Wer es kennt, weiß: In deutschen Paarhaushalten ist das Staubtuch noch zu oft frauengeführt. Laut der aktuellen BiB-Erhebung stemmen in immerhin zwei von drei Haushalten überwiegend Frauen das Putzpensum – gerade wenn Kinder mitmischen, kippt die Waage extrem. Kein Wunder, dass sich dabei schnell Frust anstaut. Diskussionen und Sticheleien gehören in vielen Küchen fast schon zum Inventar. Interessant find ich ja, dass rund 20% der befragten Frauen bei gefühlter Ungerechtigkeit schon mal ans Ausziehen denken – oder zumindest innerlich die Koffer packen. Aber: Wo die Aufteilung der Aufgaben als fair empfunden wird, steigen Glücksgefühle und Beziehungszufriedenheit merklich an.
Zwischen Homeoffice, Familientrubel und Alltagstrubel verknotet sich das Thema Ordnung zum Dauerstreitpunkt. Für viele gibt’s noch einen speziellen Stress-Bonus beim Frühjahrsputz; als ob alle schmutzigen Ecken dann doppelt blinken. Neben dem offensichtlichen „Wer macht was?“ ist leider oft auch die gesamte Organisation ein Krisenherd. Was dagegen hilft? Ein alltagstauglicher Putzplan etwa – klingt ein bisschen nach Stundenplan in der Grundschule, kann aber Wunder wirken. Es lässt sich Zeit sparen, Nerven schonen. Und ja, ab und an bin ich auch für ungewöhnliche Methoden offen (wer sagt eigentlich, dass Küchenputzen nicht mit Musik und einem Glas Wein leichter läuft?).
Zum Schluss noch drei praxisnahe Tipps für ein gerechtes Miteinander beim Saubermachen: Erstens, Aufgaben gemeinsam festlegen und regelmäßig austauschen.

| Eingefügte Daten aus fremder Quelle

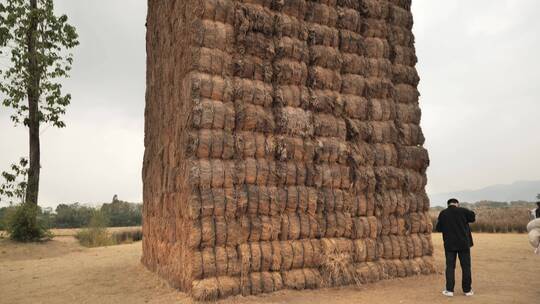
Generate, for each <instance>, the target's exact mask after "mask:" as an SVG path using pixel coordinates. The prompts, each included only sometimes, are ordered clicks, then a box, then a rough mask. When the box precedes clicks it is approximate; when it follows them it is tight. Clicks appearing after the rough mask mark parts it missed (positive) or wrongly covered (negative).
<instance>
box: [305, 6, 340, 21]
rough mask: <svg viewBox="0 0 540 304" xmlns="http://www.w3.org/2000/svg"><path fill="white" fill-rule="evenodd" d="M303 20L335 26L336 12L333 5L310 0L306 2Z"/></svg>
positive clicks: (336, 19)
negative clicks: (306, 6) (304, 19)
mask: <svg viewBox="0 0 540 304" xmlns="http://www.w3.org/2000/svg"><path fill="white" fill-rule="evenodd" d="M305 20H306V21H307V22H312V23H316V24H321V25H326V26H328V27H336V23H337V20H338V13H337V11H336V9H335V8H333V7H330V6H328V5H324V4H322V3H316V2H311V1H310V2H308V7H307V10H306V15H305Z"/></svg>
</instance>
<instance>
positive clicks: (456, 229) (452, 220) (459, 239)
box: [436, 206, 476, 251]
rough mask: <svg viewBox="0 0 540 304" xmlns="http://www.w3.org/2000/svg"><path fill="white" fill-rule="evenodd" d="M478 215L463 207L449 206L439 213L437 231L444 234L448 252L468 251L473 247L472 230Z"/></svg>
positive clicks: (445, 244)
mask: <svg viewBox="0 0 540 304" xmlns="http://www.w3.org/2000/svg"><path fill="white" fill-rule="evenodd" d="M475 220H476V215H475V214H474V212H473V211H471V210H469V209H465V208H461V207H456V206H449V207H448V208H446V209H444V210H443V211H441V213H439V219H438V221H437V227H436V229H437V231H439V232H442V234H443V240H444V249H445V250H446V251H460V250H467V249H469V248H470V247H472V246H473V240H472V234H471V228H470V227H469V223H474V221H475Z"/></svg>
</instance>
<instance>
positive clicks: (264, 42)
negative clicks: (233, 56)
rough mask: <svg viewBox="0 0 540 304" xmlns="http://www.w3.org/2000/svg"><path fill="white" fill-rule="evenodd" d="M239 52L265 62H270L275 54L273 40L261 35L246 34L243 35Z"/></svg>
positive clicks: (247, 33)
mask: <svg viewBox="0 0 540 304" xmlns="http://www.w3.org/2000/svg"><path fill="white" fill-rule="evenodd" d="M240 42H241V46H240V48H241V52H243V53H244V54H246V55H252V56H255V57H259V58H262V59H265V60H272V59H273V58H274V56H275V54H276V49H275V45H274V39H272V38H271V37H268V36H266V35H265V34H262V33H256V32H248V33H245V35H243V37H242V40H241V41H240Z"/></svg>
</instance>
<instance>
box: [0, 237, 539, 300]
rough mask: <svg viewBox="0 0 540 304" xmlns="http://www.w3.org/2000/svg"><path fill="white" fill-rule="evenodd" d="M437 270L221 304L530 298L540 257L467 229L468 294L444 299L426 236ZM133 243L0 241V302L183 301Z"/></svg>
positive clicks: (179, 293) (439, 249)
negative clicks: (471, 292) (153, 273)
mask: <svg viewBox="0 0 540 304" xmlns="http://www.w3.org/2000/svg"><path fill="white" fill-rule="evenodd" d="M433 239H434V243H435V248H436V260H437V263H438V265H439V268H440V273H439V274H438V275H430V276H419V277H414V278H407V279H397V280H393V281H383V282H379V283H375V284H370V285H366V286H362V287H346V288H338V289H323V290H316V291H313V290H306V291H279V292H276V293H274V294H271V295H264V296H259V297H253V296H252V297H245V298H242V297H233V298H229V299H226V300H224V301H222V302H221V303H309V304H318V303H324V304H334V303H370V304H377V303H404V304H405V303H452V302H453V303H462V302H463V303H470V304H474V303H486V304H487V303H490V304H491V303H520V304H521V303H538V301H539V300H538V299H540V289H539V288H538V284H539V281H540V256H535V255H533V253H532V250H531V248H530V247H529V244H528V241H527V236H526V235H525V234H475V241H476V246H475V247H474V248H473V251H472V254H473V286H474V289H475V292H476V295H475V296H474V297H472V298H466V297H465V296H463V295H462V293H461V292H460V290H459V286H460V285H459V282H460V276H459V271H458V273H457V280H458V281H457V282H458V284H456V285H457V286H456V291H457V293H456V296H454V298H444V297H443V296H441V294H440V292H441V290H442V289H443V286H444V276H443V274H442V270H443V269H444V267H443V264H444V258H443V255H444V252H443V251H442V241H441V237H440V235H439V234H435V235H434V238H433ZM140 256H141V243H140V242H138V243H133V244H128V245H119V246H112V247H102V248H92V249H89V248H84V247H81V246H79V245H78V243H77V242H76V241H75V239H74V238H73V237H70V236H60V237H56V238H55V239H54V240H53V241H50V242H47V243H43V244H23V245H21V244H15V243H12V242H10V241H7V240H5V239H4V240H0V303H2V304H4V303H10V304H11V303H34V304H35V303H55V304H56V303H191V300H190V299H189V298H188V297H187V296H186V295H185V294H183V293H181V292H177V291H176V290H174V289H172V288H170V287H168V286H167V284H166V283H164V282H163V281H161V280H160V279H158V278H157V277H156V276H155V275H154V274H152V273H151V272H149V271H147V270H146V269H145V268H144V267H143V266H141V264H140V263H139V259H140Z"/></svg>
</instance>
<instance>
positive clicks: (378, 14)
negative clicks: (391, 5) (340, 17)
mask: <svg viewBox="0 0 540 304" xmlns="http://www.w3.org/2000/svg"><path fill="white" fill-rule="evenodd" d="M390 7H391V5H389V4H388V3H387V2H382V1H377V0H364V1H362V11H361V12H362V16H363V17H365V18H374V19H387V18H388V17H389V15H390Z"/></svg>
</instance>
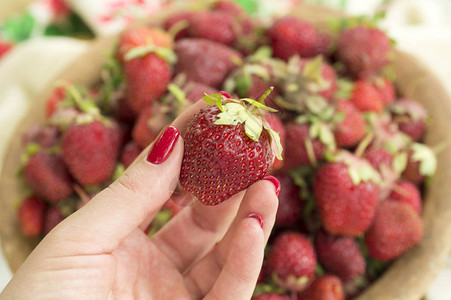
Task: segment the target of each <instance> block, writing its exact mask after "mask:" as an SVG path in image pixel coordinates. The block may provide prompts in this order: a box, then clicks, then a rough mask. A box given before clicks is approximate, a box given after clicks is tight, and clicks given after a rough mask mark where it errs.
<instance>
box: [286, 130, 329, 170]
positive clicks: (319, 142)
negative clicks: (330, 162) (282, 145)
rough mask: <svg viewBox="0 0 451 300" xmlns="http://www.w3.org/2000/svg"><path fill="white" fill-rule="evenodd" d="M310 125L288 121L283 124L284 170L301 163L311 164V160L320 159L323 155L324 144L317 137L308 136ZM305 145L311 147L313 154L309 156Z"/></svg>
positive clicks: (299, 164)
mask: <svg viewBox="0 0 451 300" xmlns="http://www.w3.org/2000/svg"><path fill="white" fill-rule="evenodd" d="M309 129H310V126H309V125H307V124H297V123H294V122H292V123H289V124H287V125H286V126H285V133H286V140H287V141H290V142H289V143H286V145H285V157H284V170H288V169H293V168H296V167H299V166H302V165H307V164H311V163H312V162H313V160H316V161H318V160H320V159H322V157H323V155H324V145H323V144H322V143H321V142H320V141H319V139H317V138H314V139H312V138H310V135H309ZM307 145H308V147H309V148H310V146H311V149H313V152H312V153H313V155H311V157H310V156H309V151H308V149H307Z"/></svg>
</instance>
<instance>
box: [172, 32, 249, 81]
mask: <svg viewBox="0 0 451 300" xmlns="http://www.w3.org/2000/svg"><path fill="white" fill-rule="evenodd" d="M175 52H176V53H177V56H178V61H177V65H176V73H179V72H183V73H185V74H186V76H187V80H190V81H196V82H200V83H203V84H206V85H209V86H211V87H214V88H219V87H220V86H221V85H222V83H223V81H224V79H225V77H226V76H227V75H228V74H229V73H230V71H232V70H233V69H234V68H235V67H236V66H237V65H236V63H237V61H241V60H242V55H241V54H240V53H239V52H237V51H235V50H233V49H232V48H229V47H227V46H225V45H222V44H219V43H216V42H213V41H209V40H204V39H182V40H180V41H178V42H177V43H176V44H175Z"/></svg>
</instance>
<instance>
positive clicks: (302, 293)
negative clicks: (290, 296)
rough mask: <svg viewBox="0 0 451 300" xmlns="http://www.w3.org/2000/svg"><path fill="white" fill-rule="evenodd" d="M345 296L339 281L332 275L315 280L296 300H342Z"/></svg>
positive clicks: (300, 293) (324, 275)
mask: <svg viewBox="0 0 451 300" xmlns="http://www.w3.org/2000/svg"><path fill="white" fill-rule="evenodd" d="M344 299H345V294H344V291H343V284H342V283H341V281H340V279H338V278H337V277H336V276H333V275H324V276H321V277H318V278H316V279H315V280H314V281H313V282H312V284H311V285H310V286H309V287H308V288H307V289H306V290H305V291H303V292H301V293H300V294H299V296H298V300H344Z"/></svg>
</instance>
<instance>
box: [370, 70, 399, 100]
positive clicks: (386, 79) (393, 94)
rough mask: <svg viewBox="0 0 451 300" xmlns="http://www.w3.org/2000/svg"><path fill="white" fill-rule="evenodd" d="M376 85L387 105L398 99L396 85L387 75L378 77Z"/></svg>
mask: <svg viewBox="0 0 451 300" xmlns="http://www.w3.org/2000/svg"><path fill="white" fill-rule="evenodd" d="M373 85H374V87H375V88H376V89H377V91H378V92H379V96H380V97H381V99H382V102H384V104H385V105H388V104H391V103H393V102H394V101H395V100H396V93H395V86H394V85H393V83H392V82H391V81H390V80H388V79H387V78H385V77H378V78H376V80H374V82H373Z"/></svg>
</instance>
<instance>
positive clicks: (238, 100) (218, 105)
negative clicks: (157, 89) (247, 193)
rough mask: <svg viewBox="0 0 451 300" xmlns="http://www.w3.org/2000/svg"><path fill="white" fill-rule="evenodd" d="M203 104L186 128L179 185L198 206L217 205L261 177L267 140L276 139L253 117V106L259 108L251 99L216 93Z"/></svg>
mask: <svg viewBox="0 0 451 300" xmlns="http://www.w3.org/2000/svg"><path fill="white" fill-rule="evenodd" d="M204 100H205V101H206V102H207V103H209V104H211V105H209V106H207V107H205V108H204V109H202V110H201V111H200V112H199V113H197V114H196V115H195V116H194V117H193V119H192V120H191V121H190V122H189V124H188V126H187V129H186V133H185V136H184V141H185V151H184V156H183V161H182V167H181V171H180V182H181V184H182V186H183V187H184V188H185V190H187V191H189V192H191V193H192V194H193V195H194V196H195V197H196V198H197V199H198V200H199V201H200V202H202V203H203V204H206V205H217V204H220V203H221V202H223V201H225V200H227V199H228V198H229V197H230V196H232V195H234V194H236V193H237V192H239V191H242V190H244V189H246V188H247V187H248V186H249V185H251V184H252V183H254V182H256V181H258V180H260V179H262V178H263V177H264V176H265V175H266V174H267V172H268V171H269V168H270V167H271V164H272V160H273V157H274V155H273V152H272V150H271V141H272V140H273V139H274V138H275V139H276V141H277V140H278V136H277V134H275V132H274V131H272V130H271V129H269V128H266V126H265V127H264V124H263V120H262V118H263V117H262V116H261V115H258V114H255V113H258V109H257V106H259V107H264V106H263V105H262V104H260V103H258V102H256V101H253V102H252V103H249V102H246V101H245V100H236V99H232V98H229V99H226V98H225V97H224V96H223V95H222V94H220V93H219V94H215V95H210V96H206V97H204ZM214 104H216V105H214ZM254 104H255V105H256V106H254ZM268 109H269V108H268ZM275 136H277V137H275ZM279 144H280V143H279Z"/></svg>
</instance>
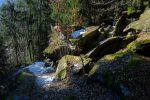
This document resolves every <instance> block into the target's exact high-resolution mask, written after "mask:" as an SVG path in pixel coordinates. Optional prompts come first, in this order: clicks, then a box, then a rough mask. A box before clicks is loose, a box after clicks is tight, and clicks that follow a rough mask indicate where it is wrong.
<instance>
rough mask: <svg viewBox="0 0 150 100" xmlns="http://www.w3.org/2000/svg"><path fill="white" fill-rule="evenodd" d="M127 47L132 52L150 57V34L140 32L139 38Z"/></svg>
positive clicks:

Zweitens, Routinen schaffen – und trotzdem flexibel bleiben, weil das Leben eh anders läuft als geplant. Drittens: Keine falsche Perfektion, manchmal reicht „gut genug“. Und: Wenn alles passt, bleibt mehr Spielraum für Zweisamkeit. Oder anders gesagt: Lieber gemeinsam lachen als überm Staubsauger schmollen.
Eine aktuelle Studie des Bundesinstituts für Bevölkerungsforschung bringt es auf den Punkt: Die unfaire Verteilung der Hausarbeit lastet schwer auf Beziehungen. Insbesondere Frauen fühlen sich benachteiligt, während eine gerechte Aufteilung das Partnerschaftsklima stark verbessert. Neue Erhebungen und journalistische Beiträge warnen außerdem davor, dass das traditionelle Rollenbild nach wie vor präsent ist – trotz aller modernen Arbeitsmodelle und Emanzipationsbemühungen. Neben der praktischen Umsetzung mit klaren Plänen wird betont, dass auch das Gespräch auf Augenhöhe entscheidend ist, um ein gutes Miteinander zu erreichen. Aktuelle Diskussionen auf Nachrichtenplattformen nehmen die Studie zum Anlass, soziale und psychologische Aspekte wie Gendergerechtigkeit, Work-Life-Balance und Beziehungszufriedenheit immer wieder kritisch zu beleuchten. Zusätzlich sind in den letzten beiden Tagen mehrere Berichte erschienen, die auf kreative Lösungsansätze und Alltagserfahrungen von Paaren eingehen, um das Thema Hausarbeit von verschiedenen Seiten zu beleuchten.